Otherwise I checked out the stalls of clothing, preserves, baked goods and tea, and was delighted to discover a Lagusta's Luscious stall - I've been a reader of Lagusta's blog for years and hadn't imagined that I'd be able to access her chocolates in the city. I bought a corn on the cob bar and a four grain bourbon caramel chile bar, and we rationed them out over later days. They were both absolutely brilliant and based on ethically-sourced, smooth, dark, just-sweet-enough chocolate. The corn bar included bold corn kernel chunks, hints of paprika and sage, plus a good dash of salt; the other had the darkest, most adult caramel I've ever chanced upon. I'd trade all the Caramello Koalas in the world for another.

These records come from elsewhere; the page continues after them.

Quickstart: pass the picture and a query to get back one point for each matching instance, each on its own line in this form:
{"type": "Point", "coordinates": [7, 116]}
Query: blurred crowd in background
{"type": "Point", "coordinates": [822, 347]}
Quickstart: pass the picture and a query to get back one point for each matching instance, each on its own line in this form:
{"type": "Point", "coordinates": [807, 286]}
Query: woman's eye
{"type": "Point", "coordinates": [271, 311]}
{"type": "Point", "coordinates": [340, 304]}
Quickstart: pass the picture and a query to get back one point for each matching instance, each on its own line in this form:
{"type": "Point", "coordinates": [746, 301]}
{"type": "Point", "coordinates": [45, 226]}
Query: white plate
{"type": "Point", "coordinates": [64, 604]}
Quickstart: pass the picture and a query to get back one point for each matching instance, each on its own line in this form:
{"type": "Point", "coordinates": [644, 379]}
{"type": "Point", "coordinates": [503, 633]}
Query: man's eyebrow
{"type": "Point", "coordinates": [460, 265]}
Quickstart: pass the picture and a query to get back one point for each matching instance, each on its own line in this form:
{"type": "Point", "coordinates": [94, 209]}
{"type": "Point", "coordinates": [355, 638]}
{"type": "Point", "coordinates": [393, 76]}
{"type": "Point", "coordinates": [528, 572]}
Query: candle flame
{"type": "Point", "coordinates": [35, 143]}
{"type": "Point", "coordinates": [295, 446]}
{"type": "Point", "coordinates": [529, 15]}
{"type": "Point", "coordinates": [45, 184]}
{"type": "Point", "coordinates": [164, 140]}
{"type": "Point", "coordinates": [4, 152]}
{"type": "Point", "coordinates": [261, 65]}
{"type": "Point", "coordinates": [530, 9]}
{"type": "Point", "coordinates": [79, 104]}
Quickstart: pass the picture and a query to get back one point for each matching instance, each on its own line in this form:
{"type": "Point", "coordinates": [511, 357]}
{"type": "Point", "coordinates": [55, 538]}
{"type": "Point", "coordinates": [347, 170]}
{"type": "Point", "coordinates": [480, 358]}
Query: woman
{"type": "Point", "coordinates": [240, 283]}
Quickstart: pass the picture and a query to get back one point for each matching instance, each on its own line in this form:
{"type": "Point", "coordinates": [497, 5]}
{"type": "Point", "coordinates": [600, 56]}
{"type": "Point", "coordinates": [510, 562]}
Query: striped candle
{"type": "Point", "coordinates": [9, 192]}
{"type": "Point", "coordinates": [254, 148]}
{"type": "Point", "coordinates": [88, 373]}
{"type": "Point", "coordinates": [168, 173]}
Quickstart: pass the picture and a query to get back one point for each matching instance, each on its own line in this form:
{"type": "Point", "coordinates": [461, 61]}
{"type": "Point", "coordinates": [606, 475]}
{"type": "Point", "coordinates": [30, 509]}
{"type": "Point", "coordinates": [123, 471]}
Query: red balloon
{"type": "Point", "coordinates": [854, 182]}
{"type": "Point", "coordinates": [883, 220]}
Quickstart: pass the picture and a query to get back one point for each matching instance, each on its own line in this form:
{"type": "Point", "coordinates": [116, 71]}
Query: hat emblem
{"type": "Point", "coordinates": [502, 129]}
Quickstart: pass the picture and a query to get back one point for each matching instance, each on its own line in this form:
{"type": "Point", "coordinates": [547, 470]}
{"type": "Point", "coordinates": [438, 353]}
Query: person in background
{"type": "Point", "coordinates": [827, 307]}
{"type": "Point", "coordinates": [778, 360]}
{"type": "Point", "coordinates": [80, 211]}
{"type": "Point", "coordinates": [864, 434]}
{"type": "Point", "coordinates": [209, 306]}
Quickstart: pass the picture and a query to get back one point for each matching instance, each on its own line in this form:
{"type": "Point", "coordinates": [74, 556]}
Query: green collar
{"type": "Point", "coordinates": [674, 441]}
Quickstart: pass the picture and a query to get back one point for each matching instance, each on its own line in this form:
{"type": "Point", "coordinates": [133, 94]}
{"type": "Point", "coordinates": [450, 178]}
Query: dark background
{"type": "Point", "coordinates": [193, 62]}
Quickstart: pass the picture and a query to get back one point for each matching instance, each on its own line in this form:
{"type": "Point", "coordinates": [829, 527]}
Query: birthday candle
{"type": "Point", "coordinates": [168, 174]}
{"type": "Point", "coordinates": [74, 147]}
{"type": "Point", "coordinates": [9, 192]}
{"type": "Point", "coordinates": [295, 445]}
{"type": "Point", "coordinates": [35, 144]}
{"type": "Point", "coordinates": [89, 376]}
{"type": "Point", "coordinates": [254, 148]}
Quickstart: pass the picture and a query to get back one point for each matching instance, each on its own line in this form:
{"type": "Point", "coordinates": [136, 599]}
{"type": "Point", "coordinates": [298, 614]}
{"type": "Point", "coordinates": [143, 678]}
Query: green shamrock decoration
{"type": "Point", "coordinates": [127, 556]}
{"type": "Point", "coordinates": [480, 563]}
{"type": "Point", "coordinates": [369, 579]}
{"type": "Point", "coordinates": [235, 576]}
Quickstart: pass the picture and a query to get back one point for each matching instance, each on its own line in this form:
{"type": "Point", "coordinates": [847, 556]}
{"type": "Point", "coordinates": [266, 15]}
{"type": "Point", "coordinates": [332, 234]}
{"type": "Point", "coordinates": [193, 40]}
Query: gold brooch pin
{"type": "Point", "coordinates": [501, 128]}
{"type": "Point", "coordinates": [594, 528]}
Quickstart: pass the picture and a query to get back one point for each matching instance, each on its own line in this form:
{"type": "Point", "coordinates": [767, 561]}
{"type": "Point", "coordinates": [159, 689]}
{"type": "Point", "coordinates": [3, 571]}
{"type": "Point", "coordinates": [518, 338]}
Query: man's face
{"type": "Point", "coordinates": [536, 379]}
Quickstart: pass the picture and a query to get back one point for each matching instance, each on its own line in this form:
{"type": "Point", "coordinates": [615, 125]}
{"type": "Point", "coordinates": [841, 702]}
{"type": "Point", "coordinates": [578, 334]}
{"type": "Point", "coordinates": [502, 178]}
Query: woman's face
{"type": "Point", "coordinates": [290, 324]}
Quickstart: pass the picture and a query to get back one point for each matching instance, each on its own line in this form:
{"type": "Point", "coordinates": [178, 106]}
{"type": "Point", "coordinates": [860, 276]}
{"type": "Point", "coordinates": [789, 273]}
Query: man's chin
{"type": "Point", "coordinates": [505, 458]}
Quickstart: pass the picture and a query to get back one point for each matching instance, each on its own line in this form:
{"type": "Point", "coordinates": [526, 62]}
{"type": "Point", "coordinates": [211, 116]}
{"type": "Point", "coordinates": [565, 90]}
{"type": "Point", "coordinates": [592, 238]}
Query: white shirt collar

We spent the evening back closer to our Williamsburg accommodation, where the Northside Festival was being held in the streets and local arts venues (see slideshow below). We ate dinner at Wild Ginger, a vegan pan-Asian restaurant. Service was reserved by American standards and the food was variable: Michael's Thai iced coffee and my iced green tea (US$3 ~ AU$3.20) hit the right notes and the miso-dressed salad was nice; I loved the freshness of the avocado, mountain yam and mango tartar (US$8.50 ~ AU$9.10) though it was overwhelmed by its wasabi-soy sauce; the salt and pepper king oyster mushrooms (US$8.50 ~ AU$9.10) were greasy and underseasoned; and our General Tso's soy protein (US$15 ~ AU$16) was a great mock meat in a sauce too sweet for Michael.
We were more in sync with our evening's entertainment, a live show led by Courtney Barnett (from Melbourne's northside to Brooklyn's) and Benjamin Booker at the Williamsburg Music Hall.